Q: What is one memorable experience you have had while teaching at Hopkins?
That’s a tough one because I love my students so much! I mean, just this week, I did a lecture on utilizing the ellipse and the cube while drawing three apples, and talking about the interspace between the apples, and the overlap. A 7th grader showed me her drawing, and it was better than my example! And that to me was a surprise, but a beautiful surprise. And, what it is, is a student, through whatever inspiration they’ve gotten into themselves, that nobody can put in there, not parents or teachers, only the student’s spirit puts it in. And they didn’t even know how good of a job they did, but they felt it.

Q: What projects are you working on at the moment?
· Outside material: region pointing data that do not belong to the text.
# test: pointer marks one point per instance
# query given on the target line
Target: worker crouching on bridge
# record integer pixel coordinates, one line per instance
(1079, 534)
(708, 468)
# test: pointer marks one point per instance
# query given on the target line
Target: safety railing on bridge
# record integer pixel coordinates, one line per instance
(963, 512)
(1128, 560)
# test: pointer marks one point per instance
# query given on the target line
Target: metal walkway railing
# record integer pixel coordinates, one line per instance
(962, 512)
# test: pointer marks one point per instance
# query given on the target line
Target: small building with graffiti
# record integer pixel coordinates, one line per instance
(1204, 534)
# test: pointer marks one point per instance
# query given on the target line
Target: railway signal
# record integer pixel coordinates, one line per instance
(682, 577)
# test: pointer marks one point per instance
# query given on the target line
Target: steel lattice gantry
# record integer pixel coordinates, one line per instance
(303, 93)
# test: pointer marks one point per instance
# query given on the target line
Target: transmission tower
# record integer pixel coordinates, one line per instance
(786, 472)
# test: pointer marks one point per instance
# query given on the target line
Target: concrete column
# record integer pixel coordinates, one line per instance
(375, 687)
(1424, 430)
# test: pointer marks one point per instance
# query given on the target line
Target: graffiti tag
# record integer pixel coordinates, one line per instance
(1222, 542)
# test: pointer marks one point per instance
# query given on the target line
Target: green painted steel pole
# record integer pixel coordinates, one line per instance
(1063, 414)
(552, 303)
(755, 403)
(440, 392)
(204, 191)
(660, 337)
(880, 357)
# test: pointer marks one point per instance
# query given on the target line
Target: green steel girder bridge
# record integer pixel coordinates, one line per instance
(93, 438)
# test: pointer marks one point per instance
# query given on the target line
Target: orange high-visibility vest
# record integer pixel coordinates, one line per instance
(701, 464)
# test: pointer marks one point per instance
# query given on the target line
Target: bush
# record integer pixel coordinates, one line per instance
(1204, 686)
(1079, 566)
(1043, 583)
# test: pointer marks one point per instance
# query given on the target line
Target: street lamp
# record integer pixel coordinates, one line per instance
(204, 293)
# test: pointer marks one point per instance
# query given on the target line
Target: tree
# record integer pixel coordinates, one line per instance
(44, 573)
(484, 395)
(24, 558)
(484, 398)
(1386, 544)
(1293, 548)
These days, I would probably say, I think it’s the nature of COVID, I’ve been less focused on my personal art and putting more concentration on coming in every day and teaching the best lesson I can for virtual and in-person students. But, I think that this is also the time of self-reflection, and we can all become spiritually motivated if we allow ourselves to, by our isolation. Recently, I’ve been doing little washes of landscapes. Part of it is a goal I set for myself: when the school allowed me to go see the national parks in the southwest [during Ziou’s sabbatical from the end of January to the fall term of 2020], like the Grand Canyon and Yosemite, I took pictures and did some little drawing studies, and I’ve been doing little paintings off them. I’ve also been doing little paintings of New England. During COVID, the best and safest thing for me to do when I have the time is to go somewhere and hike, take pictures and draw, then come back to the studio and try to make a painting out of them. But I have to do it soon afterwards, because if I wait too long I lose the actual moment of time, which is what I search for, where your spirit is connected to the image in front of you, and allows you to find something beautiful.